One volunteer was a lesbian, five time cancer survivor who lived in Windsor. She worked for 48 hours within the last 4 days of the campaign, covering every shift.

My boss was a type 1 diabetic who had fought for women’s rights her whole life. She helped me to fully understand some convoluted topics and showed me how to explain things to people who disagree with passion, but not anger or hatred.

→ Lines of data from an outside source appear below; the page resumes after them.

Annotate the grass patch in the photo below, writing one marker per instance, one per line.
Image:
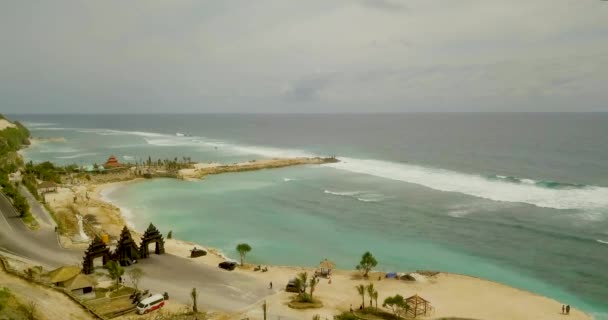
(122, 292)
(100, 292)
(373, 313)
(58, 222)
(30, 221)
(315, 304)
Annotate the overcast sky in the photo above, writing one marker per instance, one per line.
(303, 56)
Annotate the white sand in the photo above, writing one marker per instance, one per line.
(451, 295)
(6, 124)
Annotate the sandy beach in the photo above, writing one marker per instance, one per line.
(451, 295)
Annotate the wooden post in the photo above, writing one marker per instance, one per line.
(264, 307)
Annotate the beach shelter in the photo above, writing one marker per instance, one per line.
(80, 284)
(62, 274)
(418, 306)
(325, 267)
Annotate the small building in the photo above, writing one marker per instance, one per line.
(60, 275)
(81, 285)
(15, 177)
(112, 162)
(92, 168)
(46, 187)
(418, 306)
(325, 268)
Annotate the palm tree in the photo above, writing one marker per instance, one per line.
(370, 292)
(361, 290)
(115, 271)
(375, 296)
(312, 285)
(302, 282)
(243, 248)
(194, 296)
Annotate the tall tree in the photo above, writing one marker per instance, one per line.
(361, 290)
(135, 274)
(375, 296)
(194, 296)
(397, 304)
(312, 285)
(367, 263)
(243, 249)
(370, 292)
(302, 282)
(115, 271)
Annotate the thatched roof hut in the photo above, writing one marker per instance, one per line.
(418, 306)
(325, 268)
(63, 274)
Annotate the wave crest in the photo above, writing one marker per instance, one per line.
(587, 197)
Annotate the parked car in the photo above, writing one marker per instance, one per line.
(227, 265)
(152, 303)
(291, 286)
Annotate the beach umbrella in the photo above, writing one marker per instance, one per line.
(326, 266)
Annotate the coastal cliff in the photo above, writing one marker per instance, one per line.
(201, 170)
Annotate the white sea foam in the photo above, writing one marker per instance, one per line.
(343, 193)
(358, 195)
(50, 149)
(125, 212)
(38, 124)
(79, 155)
(445, 180)
(47, 129)
(528, 181)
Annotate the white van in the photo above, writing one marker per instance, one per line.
(152, 303)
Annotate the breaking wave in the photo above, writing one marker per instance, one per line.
(546, 184)
(79, 155)
(38, 124)
(538, 194)
(549, 194)
(358, 195)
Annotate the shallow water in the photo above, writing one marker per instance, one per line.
(520, 199)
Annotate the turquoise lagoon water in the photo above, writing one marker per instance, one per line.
(520, 199)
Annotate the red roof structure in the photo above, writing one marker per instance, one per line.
(112, 162)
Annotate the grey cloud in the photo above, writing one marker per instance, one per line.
(388, 5)
(308, 88)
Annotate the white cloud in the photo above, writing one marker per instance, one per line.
(394, 55)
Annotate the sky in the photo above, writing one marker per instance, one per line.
(307, 56)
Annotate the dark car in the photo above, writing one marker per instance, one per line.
(291, 286)
(227, 265)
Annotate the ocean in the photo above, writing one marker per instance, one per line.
(518, 198)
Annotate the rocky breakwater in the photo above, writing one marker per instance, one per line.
(200, 170)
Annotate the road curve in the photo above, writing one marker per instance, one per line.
(218, 289)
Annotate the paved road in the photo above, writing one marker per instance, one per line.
(40, 245)
(218, 289)
(38, 210)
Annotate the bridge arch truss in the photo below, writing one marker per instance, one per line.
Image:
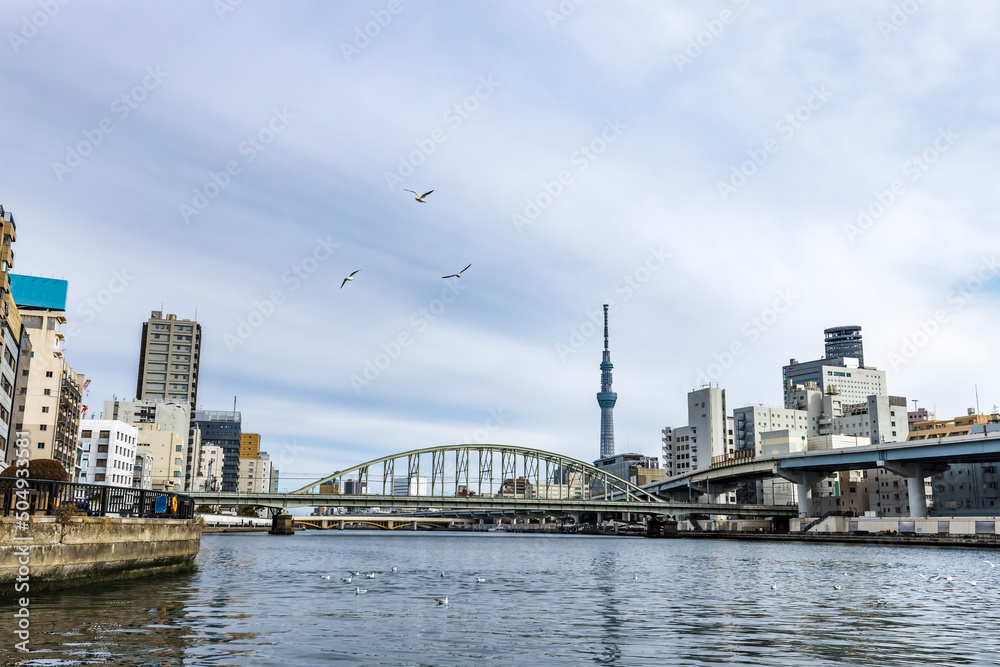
(483, 470)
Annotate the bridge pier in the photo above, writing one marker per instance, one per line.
(803, 487)
(914, 474)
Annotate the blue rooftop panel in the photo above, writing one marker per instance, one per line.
(35, 292)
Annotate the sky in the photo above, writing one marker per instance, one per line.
(731, 176)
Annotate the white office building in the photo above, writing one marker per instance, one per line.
(411, 486)
(708, 434)
(108, 452)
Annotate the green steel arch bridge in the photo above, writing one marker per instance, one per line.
(486, 478)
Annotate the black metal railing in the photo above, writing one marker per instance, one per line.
(44, 497)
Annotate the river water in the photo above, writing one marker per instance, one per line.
(257, 599)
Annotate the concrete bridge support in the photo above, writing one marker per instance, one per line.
(803, 488)
(914, 474)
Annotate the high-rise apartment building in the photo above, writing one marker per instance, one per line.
(170, 417)
(249, 445)
(709, 433)
(222, 428)
(255, 474)
(53, 392)
(109, 448)
(168, 360)
(11, 335)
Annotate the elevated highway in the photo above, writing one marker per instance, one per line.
(914, 460)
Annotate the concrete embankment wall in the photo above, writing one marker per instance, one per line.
(83, 550)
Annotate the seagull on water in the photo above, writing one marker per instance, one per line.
(420, 197)
(457, 275)
(350, 277)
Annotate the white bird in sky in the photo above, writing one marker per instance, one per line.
(350, 277)
(420, 197)
(457, 275)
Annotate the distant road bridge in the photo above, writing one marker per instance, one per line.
(478, 479)
(914, 460)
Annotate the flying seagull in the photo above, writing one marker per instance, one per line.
(420, 197)
(457, 275)
(350, 277)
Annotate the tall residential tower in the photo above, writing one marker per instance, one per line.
(607, 398)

I worked for two months and 11 days on the Hillary Clinton campaign. I found disappointment on Nov. 8 when Hillary Clinton lost the presidential election; I was at a victory party downtown at the MGM Grand. But I would never trade that experience for the world. Meeting the best people, learning an incredible amount and gaining an experience of what it truly is like to fight for what you believe in. I encourage everyone and anyone to volunteer for a cause they believe in, whether it be Republican or Democrat, just to see through the eye opening lens that I saw through.